Sekilas Info

Aktivis Cipayung Morotai Kepung Kantor DPRD Tolak UU Ciptaker

Massa aksi merobohkan pagar kantor DPRD dalam aksi di Morotai. (Tandaseru/Irjan)

Tandaseru -- Ratusan mahasiswa Pulau Morotai, Maluku Utara yang tergabung dalam organisasi Cipayung menggelar demonstrasi, Kamis (8/10). Aksi penolakan terhadap Undang-undang Cipta Kerja (Ciptaker) ini diikuti aktivis HMI, PMII, IMM, dan GMNI.

Dalam aksi di depan kantor DPRD tersebut, massa aksi membakar ban bekas dan merobohkan pagar kantor.
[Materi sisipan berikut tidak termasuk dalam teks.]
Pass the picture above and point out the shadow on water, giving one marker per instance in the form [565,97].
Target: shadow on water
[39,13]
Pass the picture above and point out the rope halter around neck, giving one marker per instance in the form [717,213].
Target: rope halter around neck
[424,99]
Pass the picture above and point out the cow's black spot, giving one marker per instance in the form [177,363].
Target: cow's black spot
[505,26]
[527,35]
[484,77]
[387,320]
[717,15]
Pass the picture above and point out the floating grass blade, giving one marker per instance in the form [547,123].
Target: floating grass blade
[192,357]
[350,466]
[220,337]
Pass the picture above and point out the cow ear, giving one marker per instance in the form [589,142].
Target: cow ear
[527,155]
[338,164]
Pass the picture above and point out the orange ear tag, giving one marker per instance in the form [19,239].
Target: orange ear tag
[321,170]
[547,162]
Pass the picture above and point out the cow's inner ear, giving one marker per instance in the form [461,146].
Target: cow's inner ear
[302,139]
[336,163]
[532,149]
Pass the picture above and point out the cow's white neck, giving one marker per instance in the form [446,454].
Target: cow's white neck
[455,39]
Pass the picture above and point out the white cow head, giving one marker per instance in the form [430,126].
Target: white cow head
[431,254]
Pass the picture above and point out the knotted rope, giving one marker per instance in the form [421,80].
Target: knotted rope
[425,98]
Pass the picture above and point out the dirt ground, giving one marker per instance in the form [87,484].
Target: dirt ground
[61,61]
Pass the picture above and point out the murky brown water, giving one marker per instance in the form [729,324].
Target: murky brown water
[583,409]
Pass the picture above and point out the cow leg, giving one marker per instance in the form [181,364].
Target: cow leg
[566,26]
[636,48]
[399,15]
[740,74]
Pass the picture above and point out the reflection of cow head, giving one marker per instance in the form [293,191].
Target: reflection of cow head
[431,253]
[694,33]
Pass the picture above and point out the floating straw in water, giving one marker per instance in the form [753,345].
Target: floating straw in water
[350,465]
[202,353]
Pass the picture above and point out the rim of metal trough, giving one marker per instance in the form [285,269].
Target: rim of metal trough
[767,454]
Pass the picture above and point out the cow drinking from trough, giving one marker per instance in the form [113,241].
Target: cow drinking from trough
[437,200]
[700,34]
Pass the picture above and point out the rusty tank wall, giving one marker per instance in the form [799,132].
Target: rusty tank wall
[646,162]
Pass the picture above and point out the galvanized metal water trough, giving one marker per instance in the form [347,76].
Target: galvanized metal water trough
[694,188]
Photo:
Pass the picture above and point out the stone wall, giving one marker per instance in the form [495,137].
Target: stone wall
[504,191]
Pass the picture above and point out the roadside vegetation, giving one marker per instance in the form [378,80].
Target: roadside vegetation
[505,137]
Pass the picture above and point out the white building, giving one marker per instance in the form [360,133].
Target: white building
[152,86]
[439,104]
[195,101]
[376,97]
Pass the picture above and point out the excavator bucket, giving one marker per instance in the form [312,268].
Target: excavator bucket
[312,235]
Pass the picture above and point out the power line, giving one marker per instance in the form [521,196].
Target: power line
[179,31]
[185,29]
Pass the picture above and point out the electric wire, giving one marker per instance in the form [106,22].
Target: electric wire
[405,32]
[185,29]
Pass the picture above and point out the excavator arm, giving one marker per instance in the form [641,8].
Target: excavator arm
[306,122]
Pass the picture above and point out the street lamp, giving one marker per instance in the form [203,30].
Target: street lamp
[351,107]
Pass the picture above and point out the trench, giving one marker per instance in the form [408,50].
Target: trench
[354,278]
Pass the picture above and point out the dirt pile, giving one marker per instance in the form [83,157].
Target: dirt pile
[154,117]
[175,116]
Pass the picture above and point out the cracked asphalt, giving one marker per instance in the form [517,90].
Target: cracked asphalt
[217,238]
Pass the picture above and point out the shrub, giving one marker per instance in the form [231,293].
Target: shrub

Aksi yang dikoordinir Ketua PMII Pulau Morotai Julkifli Madeang itu menyuarakan tuntutan pencabutan Omnibus Law dan meminta DPRD Morotai ikut serta menolak UU Ciptaker. Jika tuntutan tersebut tak diakomodir, massa aksi mengancam akan menduduki gedung DPRD.

"Soal rancangan Omnibus Law yang sudah disahkan tanggal 5 itu terlalu tergesa-gesa, karena Indonesia saat ini sedang mengalami atau dihadapkan dengan masa pandemi Covid-19," kata Julkifli kepada tandaseru.com.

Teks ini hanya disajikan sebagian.